Une messe spéciale pour Cedrika, suivie d'une marche à la chandelle, aura lieu ce soir à 20 heures au Sanctuaire Notre-Dame-du-Cap, à Trois-Rivières.
Wednesday, July 30, 2008
Some of us are going to light a candle for Tibet on August 7th, the day before the Olympic Games, because it nags at the collective conscience when a culture--this time, it's the Tibetan culture--is in the process of being systematically, and cruelly, swallowed up.
Sunday, July 27, 2008
This summer, the city made it obligatory for every household to use large identical, standard-size trash and recycle bins. What to do with our old blue recycle bins?
Well some people have gone and created small container gardens out of them. What a great idea!

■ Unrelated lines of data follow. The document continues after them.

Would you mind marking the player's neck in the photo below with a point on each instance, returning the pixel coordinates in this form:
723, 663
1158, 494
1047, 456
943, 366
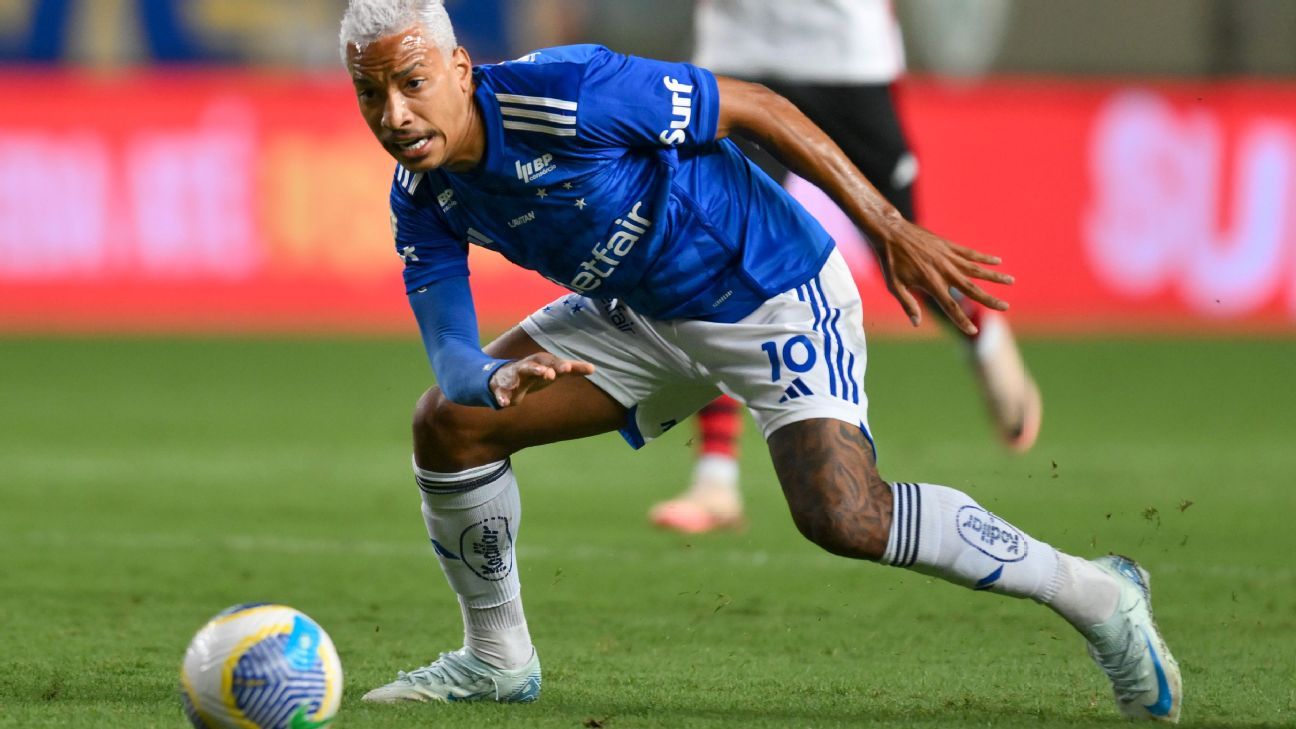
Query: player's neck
473, 148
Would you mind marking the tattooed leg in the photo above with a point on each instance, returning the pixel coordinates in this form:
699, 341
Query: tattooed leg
832, 487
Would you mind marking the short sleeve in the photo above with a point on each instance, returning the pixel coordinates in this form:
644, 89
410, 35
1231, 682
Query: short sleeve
430, 250
631, 101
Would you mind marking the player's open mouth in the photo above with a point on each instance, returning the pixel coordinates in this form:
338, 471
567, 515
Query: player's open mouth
414, 145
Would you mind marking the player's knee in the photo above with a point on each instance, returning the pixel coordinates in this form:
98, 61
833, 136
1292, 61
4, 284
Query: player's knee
446, 435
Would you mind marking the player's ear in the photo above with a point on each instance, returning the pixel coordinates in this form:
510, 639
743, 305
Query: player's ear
463, 68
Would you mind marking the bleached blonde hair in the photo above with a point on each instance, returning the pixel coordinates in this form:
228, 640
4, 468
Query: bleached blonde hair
367, 21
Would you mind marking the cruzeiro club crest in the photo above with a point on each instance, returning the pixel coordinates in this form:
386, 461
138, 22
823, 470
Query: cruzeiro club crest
486, 548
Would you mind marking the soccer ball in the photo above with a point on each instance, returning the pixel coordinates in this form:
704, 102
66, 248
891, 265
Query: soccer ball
261, 667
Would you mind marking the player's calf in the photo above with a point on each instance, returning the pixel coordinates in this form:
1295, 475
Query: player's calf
833, 490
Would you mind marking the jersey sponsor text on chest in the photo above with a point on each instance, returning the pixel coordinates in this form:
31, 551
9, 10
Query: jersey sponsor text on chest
608, 256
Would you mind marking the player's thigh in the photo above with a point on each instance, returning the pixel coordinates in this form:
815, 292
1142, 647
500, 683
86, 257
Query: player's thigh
655, 382
450, 436
800, 356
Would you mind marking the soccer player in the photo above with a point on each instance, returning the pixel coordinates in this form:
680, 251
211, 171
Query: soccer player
837, 61
690, 275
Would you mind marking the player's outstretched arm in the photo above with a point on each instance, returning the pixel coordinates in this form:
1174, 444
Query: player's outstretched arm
910, 256
512, 382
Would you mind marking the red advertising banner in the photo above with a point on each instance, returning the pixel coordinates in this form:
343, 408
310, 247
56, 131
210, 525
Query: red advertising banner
252, 203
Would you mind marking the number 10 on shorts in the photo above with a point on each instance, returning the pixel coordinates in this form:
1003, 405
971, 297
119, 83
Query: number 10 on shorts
797, 356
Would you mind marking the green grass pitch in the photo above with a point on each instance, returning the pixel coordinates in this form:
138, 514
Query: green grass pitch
145, 485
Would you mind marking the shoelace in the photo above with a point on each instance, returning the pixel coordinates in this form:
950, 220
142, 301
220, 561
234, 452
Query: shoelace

Sustainable urban and suburban gardening is a growing trend. So is container gardening. My next-door neighbor rents an upstairs apartment and uses her tiny front porch to grow cucumbers and sunflowers, and her back porch to grow tomatoes. Many people grow herbs in pots in their windowsills or on their patio but a lot of them are also using containers to grow small vegetable crops.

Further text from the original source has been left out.